La teoría del apego, desarrollada inicialmente por John Bowlby y ampliada posteriormente por Mary Ainsworth y numerosos investigadores, describe que las relaciones seguras funcionan como una base segura. Cuando una persona percibe que el vínculo es estable y disponible, puede explorar el entorno, desarrollar su autonomía y afrontar nuevos retos con mayor confianza.

En cambio, cuando la disponibilidad del otro se percibe como incierta o impredecible, es más probable que aparezcan estrategias dirigidas a reducir esa inseguridad, como buscar una confirmación constante, interpretar la distancia como rechazo o evitar la intimidad para protegerse del posible daño.
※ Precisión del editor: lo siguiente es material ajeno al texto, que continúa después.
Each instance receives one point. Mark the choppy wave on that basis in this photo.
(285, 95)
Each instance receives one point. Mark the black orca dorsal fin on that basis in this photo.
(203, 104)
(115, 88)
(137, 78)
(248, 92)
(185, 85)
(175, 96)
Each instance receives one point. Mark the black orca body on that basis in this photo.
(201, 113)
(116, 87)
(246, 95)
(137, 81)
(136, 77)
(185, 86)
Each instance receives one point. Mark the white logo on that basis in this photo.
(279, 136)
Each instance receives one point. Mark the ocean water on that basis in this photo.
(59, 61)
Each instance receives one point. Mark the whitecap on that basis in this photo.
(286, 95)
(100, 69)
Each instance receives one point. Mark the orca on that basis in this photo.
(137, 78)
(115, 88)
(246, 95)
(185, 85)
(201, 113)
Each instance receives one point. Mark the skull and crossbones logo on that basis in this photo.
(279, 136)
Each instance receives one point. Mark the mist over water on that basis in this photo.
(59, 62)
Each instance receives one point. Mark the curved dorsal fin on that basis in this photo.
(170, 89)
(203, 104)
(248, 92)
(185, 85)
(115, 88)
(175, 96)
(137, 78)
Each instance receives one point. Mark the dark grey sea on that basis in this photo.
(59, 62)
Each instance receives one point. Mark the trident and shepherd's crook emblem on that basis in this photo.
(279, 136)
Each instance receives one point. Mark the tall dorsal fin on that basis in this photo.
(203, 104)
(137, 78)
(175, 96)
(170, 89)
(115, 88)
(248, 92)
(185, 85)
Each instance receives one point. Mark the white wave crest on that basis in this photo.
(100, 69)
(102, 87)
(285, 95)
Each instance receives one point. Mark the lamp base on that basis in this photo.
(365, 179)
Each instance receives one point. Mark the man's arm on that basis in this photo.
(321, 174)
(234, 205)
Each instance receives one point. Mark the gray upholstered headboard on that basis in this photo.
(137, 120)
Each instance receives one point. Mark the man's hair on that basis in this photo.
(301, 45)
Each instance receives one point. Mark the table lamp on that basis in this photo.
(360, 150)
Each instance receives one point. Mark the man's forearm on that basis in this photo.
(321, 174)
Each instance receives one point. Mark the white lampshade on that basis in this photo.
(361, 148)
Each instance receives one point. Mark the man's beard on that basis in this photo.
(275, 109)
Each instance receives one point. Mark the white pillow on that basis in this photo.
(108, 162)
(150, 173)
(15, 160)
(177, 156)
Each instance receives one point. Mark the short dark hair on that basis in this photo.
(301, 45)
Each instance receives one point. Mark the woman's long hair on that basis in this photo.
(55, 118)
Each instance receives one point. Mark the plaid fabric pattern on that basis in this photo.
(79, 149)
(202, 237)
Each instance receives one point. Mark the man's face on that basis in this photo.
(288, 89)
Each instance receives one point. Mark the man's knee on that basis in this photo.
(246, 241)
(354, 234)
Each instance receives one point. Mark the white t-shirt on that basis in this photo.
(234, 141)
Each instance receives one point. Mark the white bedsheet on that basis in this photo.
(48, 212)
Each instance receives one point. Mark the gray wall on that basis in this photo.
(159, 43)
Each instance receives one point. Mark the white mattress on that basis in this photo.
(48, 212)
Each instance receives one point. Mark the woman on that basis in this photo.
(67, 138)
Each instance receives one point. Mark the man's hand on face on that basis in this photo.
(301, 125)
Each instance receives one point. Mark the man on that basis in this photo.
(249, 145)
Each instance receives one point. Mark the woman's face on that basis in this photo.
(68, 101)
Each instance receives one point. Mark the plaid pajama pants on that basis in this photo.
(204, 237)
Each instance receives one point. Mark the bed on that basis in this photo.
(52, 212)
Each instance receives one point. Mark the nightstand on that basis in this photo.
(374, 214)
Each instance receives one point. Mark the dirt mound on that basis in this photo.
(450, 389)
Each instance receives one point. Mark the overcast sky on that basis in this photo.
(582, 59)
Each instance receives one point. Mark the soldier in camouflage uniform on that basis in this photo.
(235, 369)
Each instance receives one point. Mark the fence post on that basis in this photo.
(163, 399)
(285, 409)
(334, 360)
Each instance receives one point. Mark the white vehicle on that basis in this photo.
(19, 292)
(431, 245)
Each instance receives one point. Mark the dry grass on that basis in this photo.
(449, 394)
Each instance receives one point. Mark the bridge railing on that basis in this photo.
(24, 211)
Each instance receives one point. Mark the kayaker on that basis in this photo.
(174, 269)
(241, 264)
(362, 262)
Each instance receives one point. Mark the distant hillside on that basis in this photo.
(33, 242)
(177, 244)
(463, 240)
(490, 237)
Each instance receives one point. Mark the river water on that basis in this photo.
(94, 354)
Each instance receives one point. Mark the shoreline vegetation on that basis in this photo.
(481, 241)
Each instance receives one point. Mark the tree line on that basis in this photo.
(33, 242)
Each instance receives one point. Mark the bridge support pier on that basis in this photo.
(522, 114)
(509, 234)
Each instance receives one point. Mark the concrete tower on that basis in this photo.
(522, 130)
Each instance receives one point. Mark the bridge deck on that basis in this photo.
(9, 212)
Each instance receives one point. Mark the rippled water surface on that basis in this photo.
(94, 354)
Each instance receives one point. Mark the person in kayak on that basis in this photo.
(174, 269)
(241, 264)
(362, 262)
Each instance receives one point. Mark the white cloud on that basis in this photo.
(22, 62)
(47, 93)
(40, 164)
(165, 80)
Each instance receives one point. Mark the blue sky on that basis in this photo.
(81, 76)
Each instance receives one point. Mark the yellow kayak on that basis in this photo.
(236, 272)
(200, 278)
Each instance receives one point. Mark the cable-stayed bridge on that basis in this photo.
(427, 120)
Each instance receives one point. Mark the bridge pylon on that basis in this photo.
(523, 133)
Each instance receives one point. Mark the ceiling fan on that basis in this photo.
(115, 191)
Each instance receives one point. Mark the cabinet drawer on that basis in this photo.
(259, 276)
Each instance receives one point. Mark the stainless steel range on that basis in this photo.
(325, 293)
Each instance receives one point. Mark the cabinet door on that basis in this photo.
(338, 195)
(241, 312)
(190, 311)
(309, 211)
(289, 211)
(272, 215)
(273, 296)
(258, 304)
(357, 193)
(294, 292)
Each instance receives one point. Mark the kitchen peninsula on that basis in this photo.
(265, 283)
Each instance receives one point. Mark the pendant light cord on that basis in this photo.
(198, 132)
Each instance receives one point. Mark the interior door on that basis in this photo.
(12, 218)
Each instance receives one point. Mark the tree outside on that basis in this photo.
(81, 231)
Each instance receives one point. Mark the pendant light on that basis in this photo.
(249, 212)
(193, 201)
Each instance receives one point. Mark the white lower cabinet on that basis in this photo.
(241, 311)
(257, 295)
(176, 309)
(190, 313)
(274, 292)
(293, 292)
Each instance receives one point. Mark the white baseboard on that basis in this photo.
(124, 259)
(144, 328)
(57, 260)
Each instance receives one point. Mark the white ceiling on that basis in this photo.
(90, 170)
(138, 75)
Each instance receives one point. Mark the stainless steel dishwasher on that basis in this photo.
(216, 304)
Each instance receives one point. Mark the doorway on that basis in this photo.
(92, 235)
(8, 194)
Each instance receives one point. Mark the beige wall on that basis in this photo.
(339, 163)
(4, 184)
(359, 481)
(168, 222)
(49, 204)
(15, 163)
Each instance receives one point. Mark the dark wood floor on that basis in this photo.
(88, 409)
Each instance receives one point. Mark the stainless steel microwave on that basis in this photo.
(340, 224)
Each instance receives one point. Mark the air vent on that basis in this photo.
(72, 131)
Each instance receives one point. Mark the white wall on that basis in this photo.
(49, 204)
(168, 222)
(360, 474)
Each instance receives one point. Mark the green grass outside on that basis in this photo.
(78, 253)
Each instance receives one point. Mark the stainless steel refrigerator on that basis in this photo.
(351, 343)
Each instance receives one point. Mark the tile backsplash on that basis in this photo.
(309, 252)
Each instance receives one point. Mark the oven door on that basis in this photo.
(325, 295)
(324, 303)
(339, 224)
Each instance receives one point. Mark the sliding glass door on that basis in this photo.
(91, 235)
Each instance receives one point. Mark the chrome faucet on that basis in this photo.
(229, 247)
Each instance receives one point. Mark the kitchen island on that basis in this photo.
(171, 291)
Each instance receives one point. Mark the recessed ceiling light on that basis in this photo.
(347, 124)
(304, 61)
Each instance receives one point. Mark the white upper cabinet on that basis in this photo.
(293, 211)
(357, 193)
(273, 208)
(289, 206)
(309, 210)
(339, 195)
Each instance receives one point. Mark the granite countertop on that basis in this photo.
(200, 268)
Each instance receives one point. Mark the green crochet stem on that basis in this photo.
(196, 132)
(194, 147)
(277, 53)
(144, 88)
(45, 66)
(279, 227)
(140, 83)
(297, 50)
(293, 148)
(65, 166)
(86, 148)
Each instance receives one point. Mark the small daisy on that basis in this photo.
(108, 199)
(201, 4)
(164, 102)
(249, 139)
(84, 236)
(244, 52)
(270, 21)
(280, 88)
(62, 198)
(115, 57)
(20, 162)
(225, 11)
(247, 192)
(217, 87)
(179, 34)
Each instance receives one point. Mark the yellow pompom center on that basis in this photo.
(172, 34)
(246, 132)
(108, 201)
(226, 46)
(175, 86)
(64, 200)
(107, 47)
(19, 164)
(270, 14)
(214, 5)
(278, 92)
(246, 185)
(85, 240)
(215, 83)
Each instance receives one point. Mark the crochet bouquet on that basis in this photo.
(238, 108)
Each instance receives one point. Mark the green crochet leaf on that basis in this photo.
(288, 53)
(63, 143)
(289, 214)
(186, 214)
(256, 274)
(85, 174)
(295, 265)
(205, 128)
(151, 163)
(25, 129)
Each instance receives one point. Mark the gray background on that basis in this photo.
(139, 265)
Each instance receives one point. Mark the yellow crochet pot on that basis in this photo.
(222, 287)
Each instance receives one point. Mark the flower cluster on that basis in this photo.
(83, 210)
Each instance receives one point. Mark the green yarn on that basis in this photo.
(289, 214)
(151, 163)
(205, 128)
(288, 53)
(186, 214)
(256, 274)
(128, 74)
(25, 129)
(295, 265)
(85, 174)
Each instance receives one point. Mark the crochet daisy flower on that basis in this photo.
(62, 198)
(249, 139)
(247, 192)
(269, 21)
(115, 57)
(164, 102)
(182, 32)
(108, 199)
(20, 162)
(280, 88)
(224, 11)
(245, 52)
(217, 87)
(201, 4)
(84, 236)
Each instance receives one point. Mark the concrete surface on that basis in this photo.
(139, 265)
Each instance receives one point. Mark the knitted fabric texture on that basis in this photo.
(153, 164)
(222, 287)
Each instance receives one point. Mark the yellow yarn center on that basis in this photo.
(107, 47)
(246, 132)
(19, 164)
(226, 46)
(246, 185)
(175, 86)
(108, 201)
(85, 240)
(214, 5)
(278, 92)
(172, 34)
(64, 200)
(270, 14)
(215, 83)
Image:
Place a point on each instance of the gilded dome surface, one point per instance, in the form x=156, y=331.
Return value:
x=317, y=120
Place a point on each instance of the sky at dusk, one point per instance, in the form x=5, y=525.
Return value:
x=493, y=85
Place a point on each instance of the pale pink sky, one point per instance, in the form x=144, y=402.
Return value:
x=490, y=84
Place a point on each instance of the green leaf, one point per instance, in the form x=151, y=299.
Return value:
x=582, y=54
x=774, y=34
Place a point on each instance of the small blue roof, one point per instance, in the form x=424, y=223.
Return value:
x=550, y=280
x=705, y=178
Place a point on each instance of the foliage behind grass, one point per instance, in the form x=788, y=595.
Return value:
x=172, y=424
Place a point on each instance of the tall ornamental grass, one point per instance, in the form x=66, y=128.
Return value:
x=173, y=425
La investigación actual muestra que estos patrones no son rasgos inmutables. Las experiencias relacionales reparadoras, la reflexión personal y el trabajo terapéutico pueden favorecer formas de vincularse más seguras y flexibles.


Referencias

  • Ainsworth, M. D. S., Blehar, M. C., Waters, E., & Wall, S. (1978). Patterns of Attachment.
  • Bowlby, J. (1988). A Secure Base: Parent-Child Attachment and Healthy Human Development.
  • Mikulincer, M., & Shaver, P. R. (2016). Attachment in Adulthood: Structure, Dynamics, and Change (2.ª ed.).